1. Field of the Invention
The present invention relates to a display apparatus and electric device.
2. Background Art
As a result of the growing use of organic fluorescent materials and other luminescent materials as ink, and the proliferation of ink jet methods that discharge said ink (composition) onto a base material in recent years, color display apparatuses employing a structure in which a luminescent layer composed of said luminescent material is interposed between an anode and cathode, and particularly organic electroluminescence (EL) display apparatuses using an organic luminescent material for the luminescent material, are being developed by employing methods for patterning luminescent materials (refer to Patent Document 1 (Japanese Patent Unexamined Application, First Publication No. 10-12377)).
Therefore, the following provides an explanation of a display apparatus of the prior art (organic EL display apparatus) with reference to the drawings.
FIG. 31 is a cross-sectional schematic drawing showing the essential portion of a display apparatus of the prior art.
The display apparatus shown in FIG. 31 is composed by sequentially laminating element section 811 and cathode 812 on substrate 802. In addition, circuit element section 814 is provided between element section 811 and substrate 802.
In this display apparatus of the prior art, light emitted from luminescent elements 910 provided within element section 811 on the side of substrate 802 is radiated to the lower side (observer side) of substrate 802 through circuit element section 814 and substrate 802, while light emitted to the opposite side of substrate 802 from luminescent elements 910 is reflected by cathode 812 and is radiated to the lower side (observer side) of substrate 802 through circuit element section 814 and substrate 802.
Circuit element section 814 is composed by sequentially laminating transparent substrate film 814a, transparent gate insulating film 942, transparent first interlayer insulating film 944 and transparent second interlayer insulating film 947 on substrate 802, island-shaped silicon films 941 are provided on transparent substrate film 814a, and gate electrodes 943 (scanning lines) are provided on gate insulating film 942. A channel region, along with a drain region and source region that surround this channel region, all of which are not shown in the drawing, are provided in silicon films 941, and gate electrodes 943 are provided at locations corresponding to the channel regions of silicon films 941. In addition, pixel electrodes 911 (anodes) patterned into a roughly rectangular shape when viewed overhead are laminated onto second interlayer insulating film 947. Contact holes 945 and 946 are formed that pass through first and second interlayer insulating films 944 and 947, one of the contact holes 945 connects a source region not shown of a silicon film 941 and pixel electrode 911, while the other contact hole 945 is connected to power supply wire 948. In this manner, driving thin film transistors 913 connected to each pixel electrode 911 are formed in circuit element section 814.
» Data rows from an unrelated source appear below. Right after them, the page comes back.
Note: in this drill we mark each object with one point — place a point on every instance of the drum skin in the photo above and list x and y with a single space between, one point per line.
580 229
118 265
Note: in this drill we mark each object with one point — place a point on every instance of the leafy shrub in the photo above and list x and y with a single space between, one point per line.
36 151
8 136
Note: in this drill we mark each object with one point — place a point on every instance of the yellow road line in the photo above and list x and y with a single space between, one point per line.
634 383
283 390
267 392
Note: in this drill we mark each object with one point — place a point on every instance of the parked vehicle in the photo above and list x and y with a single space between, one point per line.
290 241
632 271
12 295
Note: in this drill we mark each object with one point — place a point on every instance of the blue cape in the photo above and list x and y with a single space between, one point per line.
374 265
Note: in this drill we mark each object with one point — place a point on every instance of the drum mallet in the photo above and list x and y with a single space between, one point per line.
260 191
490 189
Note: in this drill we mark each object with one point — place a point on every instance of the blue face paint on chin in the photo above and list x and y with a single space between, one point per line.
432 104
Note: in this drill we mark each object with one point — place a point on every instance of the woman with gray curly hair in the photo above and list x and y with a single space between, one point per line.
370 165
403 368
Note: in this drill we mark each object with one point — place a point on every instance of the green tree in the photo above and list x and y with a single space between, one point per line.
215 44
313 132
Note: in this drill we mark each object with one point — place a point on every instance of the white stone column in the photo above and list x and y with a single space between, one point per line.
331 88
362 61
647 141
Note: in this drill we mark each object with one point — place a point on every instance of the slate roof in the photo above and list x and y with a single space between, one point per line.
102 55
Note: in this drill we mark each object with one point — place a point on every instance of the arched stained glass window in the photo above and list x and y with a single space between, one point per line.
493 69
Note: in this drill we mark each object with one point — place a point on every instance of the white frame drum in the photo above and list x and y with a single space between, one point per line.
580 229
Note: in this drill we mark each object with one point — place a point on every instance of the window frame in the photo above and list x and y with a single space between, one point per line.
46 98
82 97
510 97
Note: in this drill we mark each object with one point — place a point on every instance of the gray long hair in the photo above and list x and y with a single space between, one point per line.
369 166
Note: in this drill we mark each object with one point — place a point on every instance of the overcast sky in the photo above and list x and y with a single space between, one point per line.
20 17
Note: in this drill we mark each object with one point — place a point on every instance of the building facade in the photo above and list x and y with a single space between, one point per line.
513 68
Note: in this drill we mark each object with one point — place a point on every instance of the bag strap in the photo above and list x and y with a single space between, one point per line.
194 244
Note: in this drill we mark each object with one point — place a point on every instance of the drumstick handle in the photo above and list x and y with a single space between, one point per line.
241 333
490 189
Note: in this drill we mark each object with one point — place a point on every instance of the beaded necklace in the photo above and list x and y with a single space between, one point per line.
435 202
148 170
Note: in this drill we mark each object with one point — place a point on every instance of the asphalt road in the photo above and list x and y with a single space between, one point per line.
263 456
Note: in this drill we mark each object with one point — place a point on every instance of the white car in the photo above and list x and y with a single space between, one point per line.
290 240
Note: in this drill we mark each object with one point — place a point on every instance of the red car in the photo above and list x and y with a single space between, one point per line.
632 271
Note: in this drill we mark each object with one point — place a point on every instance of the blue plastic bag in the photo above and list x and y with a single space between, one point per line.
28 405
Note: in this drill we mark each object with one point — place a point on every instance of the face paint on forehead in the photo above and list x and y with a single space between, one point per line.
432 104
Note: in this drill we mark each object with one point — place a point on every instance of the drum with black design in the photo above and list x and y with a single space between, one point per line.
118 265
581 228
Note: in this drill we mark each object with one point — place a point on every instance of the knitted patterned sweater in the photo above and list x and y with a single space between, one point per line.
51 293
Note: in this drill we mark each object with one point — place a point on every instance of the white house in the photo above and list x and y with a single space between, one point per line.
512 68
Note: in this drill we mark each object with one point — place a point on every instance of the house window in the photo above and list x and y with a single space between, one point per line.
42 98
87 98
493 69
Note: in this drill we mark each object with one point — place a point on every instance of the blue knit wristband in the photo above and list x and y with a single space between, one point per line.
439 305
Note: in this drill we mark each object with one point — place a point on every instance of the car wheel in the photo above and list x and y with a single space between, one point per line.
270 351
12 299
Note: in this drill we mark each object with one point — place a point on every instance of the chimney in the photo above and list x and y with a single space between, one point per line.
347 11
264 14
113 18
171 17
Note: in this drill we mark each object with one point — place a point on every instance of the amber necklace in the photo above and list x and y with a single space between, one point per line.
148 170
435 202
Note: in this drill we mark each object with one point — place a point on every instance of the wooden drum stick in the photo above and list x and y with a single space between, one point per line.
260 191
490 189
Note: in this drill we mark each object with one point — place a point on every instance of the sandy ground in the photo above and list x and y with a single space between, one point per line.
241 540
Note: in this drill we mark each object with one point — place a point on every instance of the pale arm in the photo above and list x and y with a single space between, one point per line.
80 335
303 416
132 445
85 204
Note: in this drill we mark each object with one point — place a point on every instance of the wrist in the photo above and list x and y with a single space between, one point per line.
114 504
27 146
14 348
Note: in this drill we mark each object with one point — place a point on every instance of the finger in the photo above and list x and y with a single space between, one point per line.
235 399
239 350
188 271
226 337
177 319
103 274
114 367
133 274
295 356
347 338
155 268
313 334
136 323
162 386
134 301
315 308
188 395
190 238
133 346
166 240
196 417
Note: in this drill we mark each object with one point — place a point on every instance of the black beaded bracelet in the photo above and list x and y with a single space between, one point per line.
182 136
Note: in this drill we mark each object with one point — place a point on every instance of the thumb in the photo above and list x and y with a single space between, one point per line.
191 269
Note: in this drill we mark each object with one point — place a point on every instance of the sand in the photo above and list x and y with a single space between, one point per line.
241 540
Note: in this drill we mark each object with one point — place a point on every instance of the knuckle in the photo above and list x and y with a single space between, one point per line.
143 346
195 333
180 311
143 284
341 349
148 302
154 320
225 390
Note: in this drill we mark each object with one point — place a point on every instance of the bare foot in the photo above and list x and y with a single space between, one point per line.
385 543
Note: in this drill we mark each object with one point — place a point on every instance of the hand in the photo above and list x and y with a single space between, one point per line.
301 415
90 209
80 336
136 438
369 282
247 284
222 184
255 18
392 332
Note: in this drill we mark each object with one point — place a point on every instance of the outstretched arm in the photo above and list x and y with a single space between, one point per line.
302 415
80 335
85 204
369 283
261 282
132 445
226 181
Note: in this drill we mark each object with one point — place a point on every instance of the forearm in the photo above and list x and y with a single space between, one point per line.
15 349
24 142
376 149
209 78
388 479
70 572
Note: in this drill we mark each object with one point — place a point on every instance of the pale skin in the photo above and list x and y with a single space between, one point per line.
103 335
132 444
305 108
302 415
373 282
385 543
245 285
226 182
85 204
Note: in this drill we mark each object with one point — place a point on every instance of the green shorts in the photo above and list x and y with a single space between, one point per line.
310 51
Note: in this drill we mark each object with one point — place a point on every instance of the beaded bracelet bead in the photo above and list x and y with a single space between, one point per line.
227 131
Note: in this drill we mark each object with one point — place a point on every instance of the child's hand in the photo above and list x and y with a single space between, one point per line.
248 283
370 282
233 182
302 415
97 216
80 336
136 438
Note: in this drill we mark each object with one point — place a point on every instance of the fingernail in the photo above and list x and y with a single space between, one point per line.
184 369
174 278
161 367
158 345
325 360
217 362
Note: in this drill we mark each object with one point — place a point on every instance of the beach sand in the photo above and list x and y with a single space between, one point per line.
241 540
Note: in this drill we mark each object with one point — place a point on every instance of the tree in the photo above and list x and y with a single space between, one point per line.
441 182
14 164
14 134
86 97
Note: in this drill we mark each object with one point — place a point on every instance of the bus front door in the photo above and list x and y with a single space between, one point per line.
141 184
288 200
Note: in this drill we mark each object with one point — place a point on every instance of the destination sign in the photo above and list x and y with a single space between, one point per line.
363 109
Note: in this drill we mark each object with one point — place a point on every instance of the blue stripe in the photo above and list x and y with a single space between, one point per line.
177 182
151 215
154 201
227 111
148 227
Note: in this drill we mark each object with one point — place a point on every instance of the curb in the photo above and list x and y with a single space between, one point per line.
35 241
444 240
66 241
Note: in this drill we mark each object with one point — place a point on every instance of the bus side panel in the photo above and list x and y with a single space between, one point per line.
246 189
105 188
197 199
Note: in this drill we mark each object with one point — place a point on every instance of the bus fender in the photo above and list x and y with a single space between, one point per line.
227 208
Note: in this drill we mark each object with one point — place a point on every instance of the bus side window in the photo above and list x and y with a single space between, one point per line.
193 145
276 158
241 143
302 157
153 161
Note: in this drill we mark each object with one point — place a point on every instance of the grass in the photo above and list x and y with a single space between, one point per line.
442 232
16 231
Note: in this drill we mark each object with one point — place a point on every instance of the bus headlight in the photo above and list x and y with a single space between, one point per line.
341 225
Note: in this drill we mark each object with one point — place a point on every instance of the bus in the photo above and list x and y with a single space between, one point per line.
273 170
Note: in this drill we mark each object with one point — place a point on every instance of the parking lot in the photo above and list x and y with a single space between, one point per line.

Element section 811 is mainly composed of luminescent elements 910 respectively laminated on a plurality of pixel electrodes 911, and bank sections 912 provided between each pixel electrode 911 and luminescent element 910 that separate each luminescent element 910.
Openings 912c are provided that correspond to the formed locations of pixel electrodes 911 as a result of bank sections 912 being formed so as to ride up onto the peripheral edges of pixel electrodes 911. Bank sections 912 are given ink repellency by being formed from an ink repellent resin such as fluororesin or from a resin in which the surface has been fluorinated by CF4 plasma treatment and so forth, and liquid droplets are patterned in openings 912c due to the ink repellency of bank sections 912 when composite ink (composition) containing an organic EL material is discharged from an ink jet in the form of ink droplets.
Luminescent elements 910 are composed of positive hole injection/transport layer 910a formed on pixel electrode 911 and luminescent layer 910b arranged adjacent to positive hole injection/transport layer 910a. 
Positive hole/transport layer 910a is obtained by discharging and drying a composition containing a positive hole injection/transport layer forming material onto pixel electrode 911.
In addition, cathode 812 is formed over the entire surface of element section 811, and serves to inject electrons into luminescent element 910 functioning as a pair with pixel electrode 911. This cathode 812 is formed by a plurality of layers, and typically uses metals having a low work function such as lithium fluoride, calcium, magnesium, silver or barium.
However, in this display apparatus of the prior art, since colored light emitted from luminescent layers expands to not only the observer's side, but also around the periphery of the luminescent layers (regions at which luminescent layers are not formed), colored light emitted from adjacent luminescent layers on both sides of these non-formed regions end up mixing, resulting in the occurrence of color bleeding, while also leading to the risk of a decrease in the contrast ratio of the display apparatus.
In consideration of the above circumstances, the object of the present invention is to provide a display apparatus that prevents shortening of luminescent element lifetime while also having a superior contrast ratio.